Nr. 43/2006 vom 26.10.2006

Gewalt mit Gütesiegel

Von Roman Schürmann

Wenn ein Mensch von einem anderen überfallen wird und dann eine Polizistin eingreift und den Angreifer mit Gewalt ausser Gefecht setzt, so wird niemand intervenieren. Was aber, wenn ein Staat auf seinem Staatsgebiet unschuldige Menschen überfällt? Anders gefragt: Darf (oder gar: muss) bei einem Genozid von aussen gewaltsam eingegriffen werden? Nochmals anders: Gibt es also den gerechten Krieg?

Das Europainstitut der Universität Basel hat vergangenes Jahr dazu eine interdisziplinäre Vortragsreihe organisiert. Jetzt hat dessen Leiter, der Historiker Georg Kreis, die Referate in einem Sammelband herausgegeben. Weil die sieben Beiträge aus sieben Disziplinen stammen (Geschichte, Recht, Theologie, Islamwissenschaft, Philosophie, Politologie, dazu ein Text des Publizisten Andreas Zumach, der regelmässig für die WOZ schreibt), dient das Buch als ziemlich kurzweilige und recht umfassende Einführung in das Thema.

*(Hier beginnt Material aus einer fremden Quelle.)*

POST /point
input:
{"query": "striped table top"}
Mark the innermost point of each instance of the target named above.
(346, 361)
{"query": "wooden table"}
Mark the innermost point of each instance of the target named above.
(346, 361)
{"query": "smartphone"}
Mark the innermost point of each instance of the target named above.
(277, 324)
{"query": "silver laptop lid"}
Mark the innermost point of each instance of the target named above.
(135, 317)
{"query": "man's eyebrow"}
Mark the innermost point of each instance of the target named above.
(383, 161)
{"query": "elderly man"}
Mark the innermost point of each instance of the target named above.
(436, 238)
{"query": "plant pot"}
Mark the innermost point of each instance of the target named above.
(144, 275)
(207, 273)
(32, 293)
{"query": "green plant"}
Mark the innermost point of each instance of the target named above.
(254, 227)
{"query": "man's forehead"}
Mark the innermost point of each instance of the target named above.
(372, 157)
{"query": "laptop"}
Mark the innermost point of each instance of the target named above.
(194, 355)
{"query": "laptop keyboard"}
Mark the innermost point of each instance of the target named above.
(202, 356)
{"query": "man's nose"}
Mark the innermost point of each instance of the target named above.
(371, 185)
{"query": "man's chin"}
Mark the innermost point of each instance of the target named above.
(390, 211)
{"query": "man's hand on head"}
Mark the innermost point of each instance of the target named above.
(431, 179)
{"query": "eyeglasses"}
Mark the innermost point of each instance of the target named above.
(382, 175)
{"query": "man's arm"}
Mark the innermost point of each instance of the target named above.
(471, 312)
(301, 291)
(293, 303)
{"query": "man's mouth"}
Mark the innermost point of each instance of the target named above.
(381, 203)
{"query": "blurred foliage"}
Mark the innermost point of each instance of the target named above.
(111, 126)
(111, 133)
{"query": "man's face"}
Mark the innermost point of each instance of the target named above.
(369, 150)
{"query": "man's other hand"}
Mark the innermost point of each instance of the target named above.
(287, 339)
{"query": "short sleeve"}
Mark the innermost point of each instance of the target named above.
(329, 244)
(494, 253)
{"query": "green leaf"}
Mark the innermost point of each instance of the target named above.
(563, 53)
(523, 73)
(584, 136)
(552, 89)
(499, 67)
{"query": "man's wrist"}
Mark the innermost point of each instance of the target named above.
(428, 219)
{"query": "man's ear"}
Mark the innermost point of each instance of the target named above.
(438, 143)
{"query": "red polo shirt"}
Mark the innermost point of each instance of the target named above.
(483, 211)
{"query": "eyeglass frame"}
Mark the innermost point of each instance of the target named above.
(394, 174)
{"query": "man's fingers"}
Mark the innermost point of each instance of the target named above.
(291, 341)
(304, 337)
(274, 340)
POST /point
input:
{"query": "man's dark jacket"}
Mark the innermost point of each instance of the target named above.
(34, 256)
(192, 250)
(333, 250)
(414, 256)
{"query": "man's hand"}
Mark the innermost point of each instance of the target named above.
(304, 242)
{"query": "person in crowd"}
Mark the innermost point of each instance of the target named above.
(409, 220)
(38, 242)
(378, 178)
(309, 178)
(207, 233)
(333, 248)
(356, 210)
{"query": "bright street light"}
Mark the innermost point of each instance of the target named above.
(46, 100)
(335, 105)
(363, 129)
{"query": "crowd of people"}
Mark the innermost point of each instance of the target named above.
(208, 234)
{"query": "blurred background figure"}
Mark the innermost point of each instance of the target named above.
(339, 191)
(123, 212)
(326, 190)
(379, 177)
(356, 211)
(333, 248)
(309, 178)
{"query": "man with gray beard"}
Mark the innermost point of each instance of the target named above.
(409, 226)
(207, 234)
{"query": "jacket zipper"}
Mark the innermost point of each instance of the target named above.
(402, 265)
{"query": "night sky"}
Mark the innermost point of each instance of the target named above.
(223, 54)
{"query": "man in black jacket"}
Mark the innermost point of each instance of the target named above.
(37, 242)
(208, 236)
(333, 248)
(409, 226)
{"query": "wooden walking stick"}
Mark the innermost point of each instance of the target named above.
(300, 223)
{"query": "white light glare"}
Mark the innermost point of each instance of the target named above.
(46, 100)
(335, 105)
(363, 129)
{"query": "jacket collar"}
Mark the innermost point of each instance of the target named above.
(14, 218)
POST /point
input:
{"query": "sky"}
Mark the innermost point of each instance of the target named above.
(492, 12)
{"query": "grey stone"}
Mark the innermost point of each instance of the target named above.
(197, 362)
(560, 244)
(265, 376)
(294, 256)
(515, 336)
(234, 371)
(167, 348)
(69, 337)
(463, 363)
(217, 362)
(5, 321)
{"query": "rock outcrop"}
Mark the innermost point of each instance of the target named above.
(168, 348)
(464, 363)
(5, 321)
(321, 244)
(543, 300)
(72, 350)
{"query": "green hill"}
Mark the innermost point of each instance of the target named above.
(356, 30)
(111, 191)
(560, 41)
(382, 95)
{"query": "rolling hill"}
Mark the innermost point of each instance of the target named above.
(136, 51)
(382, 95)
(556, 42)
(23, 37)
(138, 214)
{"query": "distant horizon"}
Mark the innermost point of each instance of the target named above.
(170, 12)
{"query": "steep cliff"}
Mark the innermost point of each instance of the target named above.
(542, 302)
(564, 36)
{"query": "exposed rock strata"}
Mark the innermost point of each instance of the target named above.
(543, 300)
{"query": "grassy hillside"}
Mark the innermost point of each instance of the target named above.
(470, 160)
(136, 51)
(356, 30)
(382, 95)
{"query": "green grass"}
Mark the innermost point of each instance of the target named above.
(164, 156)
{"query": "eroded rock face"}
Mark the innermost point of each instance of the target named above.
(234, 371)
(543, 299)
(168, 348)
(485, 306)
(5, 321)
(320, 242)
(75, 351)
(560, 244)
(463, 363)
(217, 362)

Die Frage, ob es den gerechten Krieg gibt, wird von allen AutorInnen erstaunlich ähnlich beantwortet: Es gibt ihn wahrscheinlich, aber die Beurteilung erfordert grösste Sorgfalt - und im Zweifelsfall ist auf Krieg (oder auf die «humanitäre Intervention») zu verzichten. Ein gerechter Krieg, da sind sich alle einig, kann nie von einem einzelnen Staat oder einer Staatengruppe ausgehen, dazu ist ausschliesslich die Uno berechtigt. Allerdings hapert es an dieser Stelle; nicht zuletzt, so Zumach, weil George Bush und seine Regierung die Uno blockieren. Kofi Annans Vorschlag, der die Weltgemeinschaft verpflichtet, einzuschreiten, wenn eine Regierung die «Veranwortung zum Schutz» ihrer BürgerInnen nicht wahrnimmt, wurde auf Druck der USA am Uno-Gipfel im September 2005 in New York «nur in verwässerter Form beschlossen», schreibt Zumach. Ob die Uno je mit unabhängigen eigenen Truppen operieren kann, ist deshalb fraglich.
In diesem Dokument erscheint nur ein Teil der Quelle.